At a press conference Wednesday to build support for his plan to legalize marijuana in Connecticut, Governor Ned Lamont, D and other supporters described the proposal as a thoughtful, data-driven measure that will address decades of disproportionate harm to the blacks of the state should and brown residents. With the bill slated for the committee’s first hearing on Friday, some social justice advocates have deep concerns about the structure of the legal market.
“It took a long time,” said the governor of his proposal. “We’ve been talking about this for ages, and I think now is the time to legalize adult recreational marijuana in a carefully regulated manner, with justice and equity at the forefront. Now is the time. “
Lamont, the began circulating a draft legalization law Last month, the state’s enforcement of current laws against cannabis was described as “unpredictable with prejudice” and “fundamentally unfair” to people of color.
“I am proud of what we have done in terms of justice and the repeal of those beliefs,” said the governor of the bill. SB 888. “We can do this safely … it fixes some of the mistakes of the past and gives people who have been hit the hardest a chance to get back on their feet.”

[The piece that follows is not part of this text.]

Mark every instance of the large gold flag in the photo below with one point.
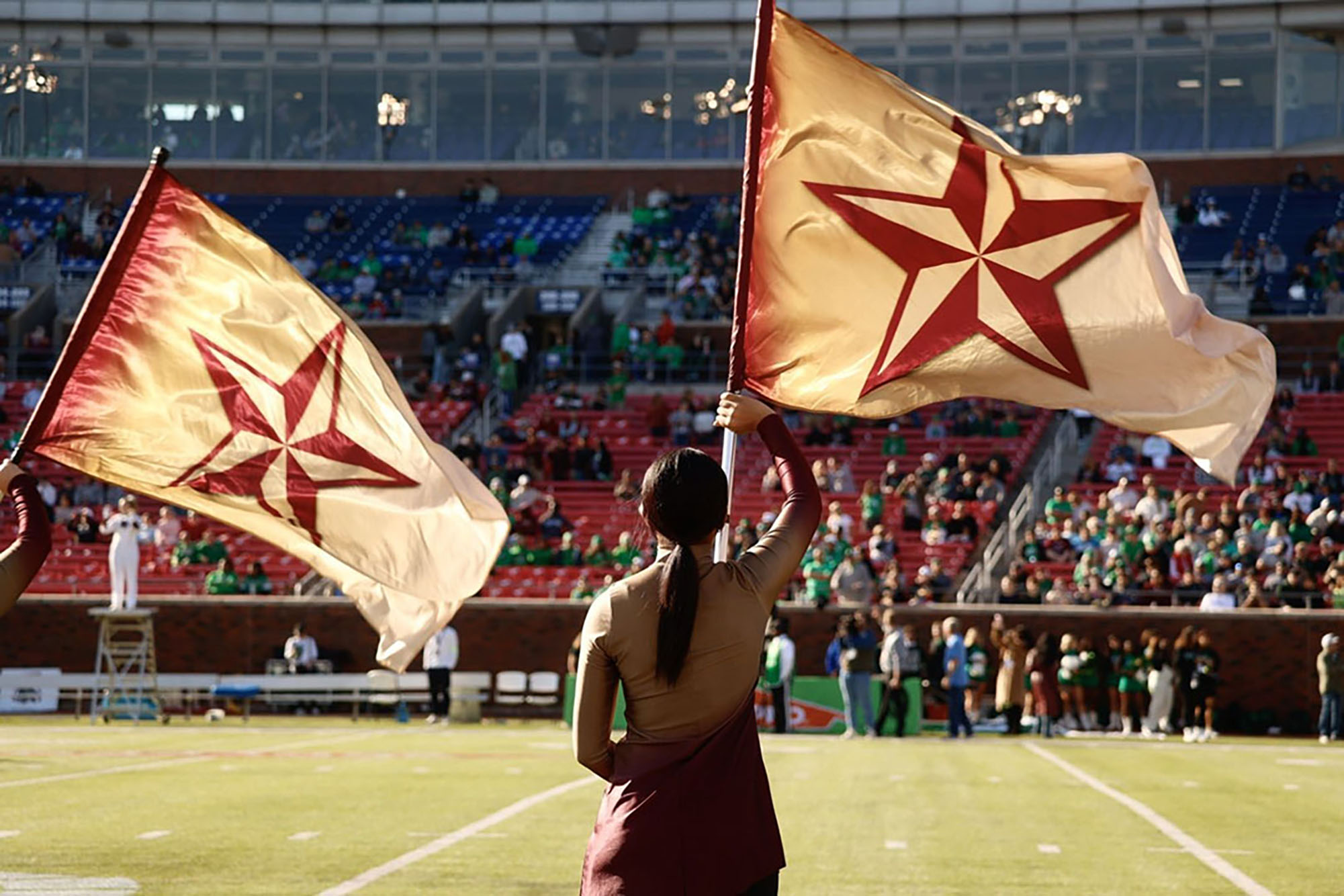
(206, 373)
(897, 255)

“This is a comprehensive bill, but it has three essential and very logical components: decriminalization, regulation and revenue generation,” said Rep. Michael D’Agostino (D), chairman of the House General Laws Committee and senior coordinator of the governor’s legalization proposal, said at the event on Wednesday. “An animating principle and theme that is embedded in all of these components is justice.”
Not everyone among proponents of stocks is impressed, however. Jason Ortiz, who served as chairman of a Working group convened by the governor on the licensing of cannabis Late last year the press event described “a disgusting display of sheer greed” and added that “SB 888 must be stopped if we are ever to have a serious conversation about justice.”

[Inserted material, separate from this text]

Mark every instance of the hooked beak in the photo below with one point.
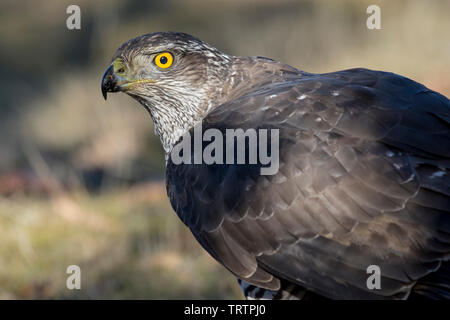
(109, 82)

“I am deeply disappointed, and frankly insulted, that the work of the Equity Discussion Group is being used to support a bill that denies our economic opportunities in the community that they are handing over to the rich white men who control the Connecticut medical industry “said Ortiz. who is also the political director of CT United advocacy group for reform and justice, said Marihuana Moment in an email. “It’s corruption, pure and simple, and they’re taking advantage of my community’s suffering to fill their pockets.”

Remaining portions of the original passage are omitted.